Mutual Information vs Correlation – Understanding the Differences

correlationmathematical-statisticsmutual information

Why and when we should use Mutual Information over statistical correlation measurements such as "Pearson", "spearman", or "Kendall's tau" ?

Best Answer

Let's consider one fundamental concept of (linear) correlation, covariance (which is Pearson's correlation coefficient "un-standardized"). For two discrete random variables $X$ and $Y$ with probability mass functions $p(x)$, $p(y)$ and joint pmf $p(x,y)$ we have

$$\operatorname{Cov}(X,Y) = E(XY) - E(X)E(Y) = \sum_{x,y}p(x,y)xy - \left(\sum_xp(x)x\right)\cdot \left(\sum_yp(y)y\right)$$

$$\Rightarrow \operatorname{Cov}(X,Y) = \sum_{x,y}\left[p(x,y)-p(x)p(y)\right]xy$$

The Mutual Information between the two is defined as

$$I(X,Y) = E\left (\ln \frac{p(x,y)}{p(x)p(y)}\right)=\sum_{x,y}p(x,y)\left[\ln p(x,y)-\ln p(x)p(y)\right]$$

Compare the two: each contains a point-wise "measure" of "the distance of the two rv's from independence" as it is expressed by the distance of the joint pmf from the product of the marginal pmf's: the $\operatorname{Cov}(X,Y)$ has it as difference of levels, while $I(X,Y)$ has it as difference of logarithms.

And what do these measures do? In $\operatorname{Cov}(X,Y)$ they create a weighted sum of the product of the two random variables. In $I(X,Y)$ they create a weighted sum of their joint probabilities.

So with $\operatorname{Cov}(X,Y)$ we look at what non-independence does to their product, while in $I(X,Y)$ we look at what non-independence does to their joint probability distribution.
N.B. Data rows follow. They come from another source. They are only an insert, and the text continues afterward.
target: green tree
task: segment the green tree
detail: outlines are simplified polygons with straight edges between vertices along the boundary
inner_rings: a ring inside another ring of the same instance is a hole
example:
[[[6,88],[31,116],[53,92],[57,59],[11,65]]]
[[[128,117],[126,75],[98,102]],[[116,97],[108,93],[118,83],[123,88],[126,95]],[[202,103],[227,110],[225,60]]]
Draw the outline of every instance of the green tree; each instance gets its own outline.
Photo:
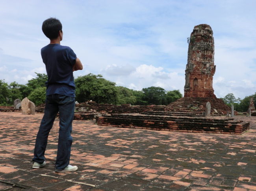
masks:
[[[243,112],[247,111],[249,108],[250,98],[252,97],[253,97],[253,101],[255,106],[255,104],[256,104],[256,93],[253,95],[246,96],[243,99],[241,100],[239,104],[239,109],[238,111]]]
[[[25,94],[30,94],[33,90],[37,87],[46,87],[45,82],[48,79],[47,75],[36,72],[35,73],[37,75],[37,76],[28,81],[26,84],[28,88],[24,89],[24,90],[26,91],[24,93]]]
[[[23,84],[20,84],[20,87],[19,89],[20,91],[22,99],[23,99],[26,97],[28,97],[33,90],[33,89],[29,87],[26,85]]]
[[[138,106],[146,106],[148,104],[148,102],[145,100],[145,95],[142,91],[131,90],[133,96],[136,98],[134,105]]]
[[[223,100],[224,103],[229,106],[230,106],[232,104],[237,102],[238,101],[238,100],[236,98],[232,93],[227,94],[224,98],[221,98],[221,99]]]
[[[0,80],[0,106],[7,106],[10,96],[10,91],[8,84],[4,82],[4,80]]]
[[[169,104],[170,103],[175,102],[178,99],[182,98],[182,95],[180,92],[180,90],[174,90],[168,91],[166,93],[166,96],[167,104]]]
[[[45,103],[46,98],[46,87],[37,87],[30,93],[28,98],[36,106]]]
[[[122,86],[117,86],[116,89],[117,92],[117,104],[135,104],[136,97],[134,96],[132,90]]]
[[[149,104],[154,105],[166,104],[166,91],[163,88],[151,86],[143,88],[142,91],[145,95],[145,100]]]
[[[117,92],[115,83],[100,75],[89,73],[75,79],[76,98],[78,102],[92,100],[99,104],[115,104]]]
[[[11,83],[8,87],[9,89],[10,95],[8,97],[8,102],[10,104],[13,104],[13,102],[16,99],[22,100],[22,95],[20,90],[21,85],[16,82]]]

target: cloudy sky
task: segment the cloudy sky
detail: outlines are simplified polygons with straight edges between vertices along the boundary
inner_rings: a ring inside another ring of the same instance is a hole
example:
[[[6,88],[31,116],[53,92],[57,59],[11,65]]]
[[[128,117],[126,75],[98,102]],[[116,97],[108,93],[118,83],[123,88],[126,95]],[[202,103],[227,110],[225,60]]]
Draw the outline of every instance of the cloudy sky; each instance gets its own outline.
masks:
[[[46,73],[40,55],[49,43],[44,20],[62,23],[63,45],[84,69],[136,90],[151,86],[184,93],[189,36],[210,25],[215,43],[217,97],[256,92],[256,1],[91,0],[1,1],[0,79],[25,84]]]

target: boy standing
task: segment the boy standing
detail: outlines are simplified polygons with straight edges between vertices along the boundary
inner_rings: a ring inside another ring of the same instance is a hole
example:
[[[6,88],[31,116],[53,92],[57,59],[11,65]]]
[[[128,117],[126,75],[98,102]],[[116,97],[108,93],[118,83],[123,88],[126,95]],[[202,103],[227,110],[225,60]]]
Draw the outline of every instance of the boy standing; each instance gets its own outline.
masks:
[[[50,43],[41,49],[43,61],[48,76],[45,114],[37,136],[32,168],[46,164],[45,152],[50,131],[59,113],[58,149],[56,172],[71,172],[78,169],[69,165],[72,142],[71,133],[75,106],[75,84],[73,71],[83,69],[80,60],[72,49],[60,45],[63,33],[59,20],[50,18],[42,26]]]

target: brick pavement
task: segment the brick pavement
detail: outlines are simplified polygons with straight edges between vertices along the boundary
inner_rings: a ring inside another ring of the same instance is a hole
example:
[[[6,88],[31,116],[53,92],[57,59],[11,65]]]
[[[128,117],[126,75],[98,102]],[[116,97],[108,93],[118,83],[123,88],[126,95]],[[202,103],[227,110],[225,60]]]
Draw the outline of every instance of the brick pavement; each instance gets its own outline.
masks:
[[[256,190],[256,117],[242,135],[100,126],[73,122],[73,173],[54,172],[58,120],[50,133],[47,164],[32,169],[43,114],[0,112],[0,190]]]

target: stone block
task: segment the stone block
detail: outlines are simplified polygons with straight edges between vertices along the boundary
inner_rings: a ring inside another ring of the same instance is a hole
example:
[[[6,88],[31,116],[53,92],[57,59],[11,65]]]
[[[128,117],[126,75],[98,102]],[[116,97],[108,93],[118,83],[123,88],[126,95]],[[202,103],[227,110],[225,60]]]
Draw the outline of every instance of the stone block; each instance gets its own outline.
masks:
[[[22,114],[34,115],[35,112],[35,104],[26,97],[21,101],[21,109]]]

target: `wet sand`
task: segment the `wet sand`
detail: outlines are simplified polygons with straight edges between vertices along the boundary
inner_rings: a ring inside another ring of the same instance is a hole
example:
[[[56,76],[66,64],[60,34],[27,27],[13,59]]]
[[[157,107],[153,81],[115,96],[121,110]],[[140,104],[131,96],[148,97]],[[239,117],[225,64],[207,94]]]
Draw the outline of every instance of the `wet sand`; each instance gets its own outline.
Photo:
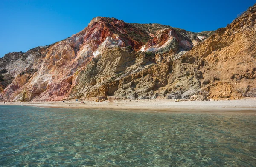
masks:
[[[243,113],[256,115],[256,99],[207,101],[175,102],[172,100],[146,99],[94,101],[75,100],[58,102],[0,102],[0,105],[46,108],[97,109],[165,113]]]

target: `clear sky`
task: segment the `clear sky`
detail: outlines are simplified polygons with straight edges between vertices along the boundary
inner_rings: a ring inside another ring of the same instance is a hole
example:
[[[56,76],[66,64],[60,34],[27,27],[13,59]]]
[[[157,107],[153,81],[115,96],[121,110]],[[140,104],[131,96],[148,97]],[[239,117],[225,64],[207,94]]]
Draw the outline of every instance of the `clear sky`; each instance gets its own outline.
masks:
[[[0,57],[70,37],[93,17],[158,23],[192,32],[230,23],[255,0],[0,0]]]

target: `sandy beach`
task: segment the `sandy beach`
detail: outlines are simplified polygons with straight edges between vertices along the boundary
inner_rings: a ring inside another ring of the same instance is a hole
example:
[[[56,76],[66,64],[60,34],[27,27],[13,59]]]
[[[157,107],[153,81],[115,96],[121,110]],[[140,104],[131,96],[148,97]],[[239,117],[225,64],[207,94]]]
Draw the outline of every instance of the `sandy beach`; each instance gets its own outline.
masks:
[[[239,100],[175,102],[171,100],[125,100],[94,101],[66,100],[58,102],[0,102],[0,105],[46,108],[97,109],[167,113],[244,113],[256,115],[256,99]]]

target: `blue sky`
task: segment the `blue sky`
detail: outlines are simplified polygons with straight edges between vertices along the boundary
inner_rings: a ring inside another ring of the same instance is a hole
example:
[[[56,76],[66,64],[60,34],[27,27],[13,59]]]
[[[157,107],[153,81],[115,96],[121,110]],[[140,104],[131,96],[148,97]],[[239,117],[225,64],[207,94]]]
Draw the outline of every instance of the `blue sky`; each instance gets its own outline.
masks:
[[[209,1],[209,2],[208,2]],[[230,23],[255,0],[0,0],[0,57],[70,37],[93,17],[158,23],[192,32]]]

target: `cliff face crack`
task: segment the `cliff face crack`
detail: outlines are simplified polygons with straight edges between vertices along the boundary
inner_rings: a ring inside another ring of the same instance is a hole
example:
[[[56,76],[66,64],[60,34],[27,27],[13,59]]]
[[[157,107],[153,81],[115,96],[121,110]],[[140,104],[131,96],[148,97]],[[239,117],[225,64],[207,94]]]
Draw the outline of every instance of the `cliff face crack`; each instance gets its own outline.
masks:
[[[256,8],[198,33],[93,18],[62,41],[0,58],[0,100],[255,97]]]

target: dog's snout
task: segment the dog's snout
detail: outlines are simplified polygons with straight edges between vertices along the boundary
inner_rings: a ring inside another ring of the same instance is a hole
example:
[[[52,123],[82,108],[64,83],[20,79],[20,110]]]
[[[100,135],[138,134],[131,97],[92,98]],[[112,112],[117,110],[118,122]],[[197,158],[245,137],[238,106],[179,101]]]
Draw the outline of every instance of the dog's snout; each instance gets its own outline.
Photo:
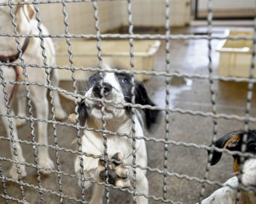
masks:
[[[99,83],[97,83],[94,86],[92,89],[92,91],[95,96],[101,98],[100,91],[101,90],[102,87],[104,89],[103,93],[105,97],[108,96],[112,90],[112,86],[108,83],[103,83],[102,86],[101,86]]]

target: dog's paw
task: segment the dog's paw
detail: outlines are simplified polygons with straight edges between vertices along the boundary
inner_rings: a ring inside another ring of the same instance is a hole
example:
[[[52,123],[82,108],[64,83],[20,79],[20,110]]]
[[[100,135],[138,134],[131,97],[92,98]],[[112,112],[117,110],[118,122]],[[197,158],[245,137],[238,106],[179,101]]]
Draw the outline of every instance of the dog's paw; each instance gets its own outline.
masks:
[[[16,125],[17,127],[21,127],[26,124],[26,120],[20,118],[16,119]]]
[[[49,174],[51,173],[50,171],[46,171],[45,168],[54,169],[54,164],[53,162],[49,157],[43,158],[43,159],[41,157],[38,157],[39,165],[41,167],[44,167],[44,169],[41,170],[41,172],[43,174]]]
[[[18,179],[19,174],[17,172],[17,167],[15,165],[13,165],[9,170],[8,173],[9,176],[13,179]],[[20,176],[22,178],[27,176],[27,172],[26,171],[26,167],[25,165],[20,165]]]
[[[65,119],[67,116],[67,113],[61,107],[58,107],[55,106],[55,111],[56,113],[56,119],[58,121],[62,121],[62,120]]]
[[[129,171],[122,161],[124,154],[116,153],[108,163],[108,183],[116,186],[128,188],[131,185],[129,178]],[[103,158],[99,160],[98,171],[100,181],[105,181],[106,178],[105,162]]]

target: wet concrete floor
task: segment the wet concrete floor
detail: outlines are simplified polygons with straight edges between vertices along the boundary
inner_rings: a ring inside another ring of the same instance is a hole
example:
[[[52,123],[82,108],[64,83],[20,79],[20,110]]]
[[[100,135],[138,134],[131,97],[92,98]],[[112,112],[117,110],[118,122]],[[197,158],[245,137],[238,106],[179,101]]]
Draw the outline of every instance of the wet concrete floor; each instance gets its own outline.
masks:
[[[193,33],[197,28],[172,29],[173,33]],[[218,32],[222,35],[225,28],[218,28]],[[146,31],[148,32],[148,31]],[[157,30],[159,32],[164,31]],[[214,30],[213,30],[214,32]],[[165,52],[164,41],[162,41],[159,52],[157,53],[155,70],[163,71],[165,69]],[[219,53],[215,51],[217,46],[220,41],[212,40],[212,57],[213,74],[218,74]],[[170,44],[170,72],[178,72],[188,74],[208,74],[207,41],[205,40],[173,40]],[[155,103],[162,107],[165,107],[165,78],[164,76],[153,76],[145,82],[150,92],[151,98]],[[211,112],[212,106],[211,102],[210,82],[206,79],[170,79],[170,107],[181,109]],[[71,83],[62,82],[60,86],[71,90]],[[218,113],[235,114],[244,116],[246,103],[247,84],[233,82],[214,81],[214,87],[216,93],[216,109]],[[252,116],[256,115],[255,91],[251,109],[250,112]],[[74,105],[61,97],[62,105],[67,113],[73,112]],[[189,114],[181,114],[176,111],[169,114],[169,140],[186,143],[194,143],[197,144],[209,145],[211,143],[213,131],[213,120],[210,117],[199,115],[191,115]],[[65,122],[68,122],[67,119]],[[0,125],[3,127],[2,122]],[[223,118],[217,120],[218,137],[227,132],[243,129],[244,123],[236,120],[229,120]],[[251,129],[255,128],[255,123],[251,123]],[[158,130],[148,137],[156,139],[164,139],[165,123],[163,120],[159,124]],[[21,139],[31,140],[29,124],[18,129]],[[74,150],[77,149],[75,144],[70,144],[76,137],[76,130],[74,128],[57,125],[57,134],[59,146]],[[52,125],[48,127],[49,140],[53,144]],[[6,135],[4,130],[0,130],[0,135]],[[0,143],[0,156],[10,158],[8,142],[1,141]],[[148,165],[151,168],[157,168],[163,170],[164,144],[161,142],[147,141],[148,149]],[[22,144],[25,156],[28,163],[34,163],[34,156],[31,146]],[[186,175],[193,177],[203,178],[207,163],[207,154],[204,149],[194,147],[186,147],[183,145],[169,144],[167,147],[167,169],[171,173],[177,173],[179,175]],[[55,151],[50,149],[52,159],[55,161]],[[74,162],[76,155],[63,151],[60,152],[61,170],[66,173],[74,174]],[[215,166],[210,168],[208,178],[211,181],[225,182],[233,176],[232,171],[233,159],[231,156],[224,154],[221,161]],[[11,165],[6,162],[1,162],[3,174],[7,175],[7,169]],[[31,167],[27,167],[28,175],[23,179],[25,182],[38,185],[36,171]],[[149,194],[156,197],[162,197],[163,195],[164,176],[157,172],[148,171],[147,177],[149,184]],[[77,186],[76,178],[63,176],[62,190],[65,195],[71,197],[81,198],[81,190]],[[59,192],[59,185],[56,174],[43,176],[42,186],[46,189]],[[167,181],[167,198],[173,201],[179,201],[186,203],[194,203],[198,201],[202,184],[193,180],[179,178],[176,176],[169,176]],[[1,185],[0,184],[0,186]],[[10,196],[22,199],[19,186],[13,182],[6,182],[7,191]],[[2,187],[1,187],[2,188]],[[209,195],[218,187],[216,185],[206,185],[205,196]],[[31,203],[40,203],[39,194],[37,190],[33,188],[25,186],[26,200]],[[3,193],[3,189],[1,189]],[[89,199],[91,189],[86,191],[86,197]],[[54,194],[43,192],[43,197],[46,203],[57,203],[60,198]],[[118,190],[110,191],[110,203],[128,203],[130,197],[125,193]],[[76,203],[74,200],[64,199],[65,203]],[[5,203],[5,200],[0,198],[0,203]],[[10,203],[15,203],[10,202]],[[149,199],[150,203],[161,203],[161,201]]]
Reversely, $I(X,Y)$ is the average value of the logarithmic measure of distance from independence, while $\operatorname{Cov}(X,Y)$ is the weighted value of the levels-measure of distance from independence, weighted by the product of the two rv's.

So the two are not antagonistic—they are complementary, describing different aspects of the association between two random variables. One could comment that Mutual Information "is not concerned" whether the association is linear or not, while Covariance may be zero and the variables may still be stochastically dependent. On the other hand, Covariance can be calculated directly from a data sample without the need to actually know the probability distributions involved (since it is an expression involving moments of the distribution), while Mutual Information requires knowledge of the distributions, whose estimation, if unknown, is a much more delicate and uncertain work compared to the estimation of Covariance.